Translated from patent language to insurance operations: the system ingests a claims file, identifies and anonymizes protected information while preserving analytical context, classifies the content by domain (medical, legal, financial), generates a summarized analysis, and presents an adjuster with recommended actions and predicted outcomes.
The anonymization architecture: The patent dedicates significant detail to its data de-identification approach, which is more sophisticated than simple redaction. Rather than replacing protected information with blank spaces or generic markers, the system uses SHA-256 hashing to convert identified PII and PHI entities into consistent n-digit hash values (16 bits or fewer). The consistency is key: the same entity produces the same hash value across different sections of the document, which means the anonymized version preserves relational context. If a patient name appears in both a medical summary and a billing record, the hash value is identical in both locations, allowing downstream models to recognize that the same individual is referenced without ever accessing the actual name.
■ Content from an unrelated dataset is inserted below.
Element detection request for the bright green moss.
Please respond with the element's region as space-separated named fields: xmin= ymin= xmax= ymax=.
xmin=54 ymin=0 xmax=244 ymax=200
The patent describes a four-step anonymization pipeline: PII/PHI identification (using HIPAA safe harbor entity lists and healthcare-specific detection tools), PII/PHI anonymization (SHA-256 conversion to consistent hash values), PII/PHI validation (human validators check for leakage), and post-processing (regex-based pattern matching catches any remaining exposed information). This layered approach acknowledges a reality of insurance data processing: a single missed identifier in a medical record can create a compliance violation, so redundant detection layers are necessary.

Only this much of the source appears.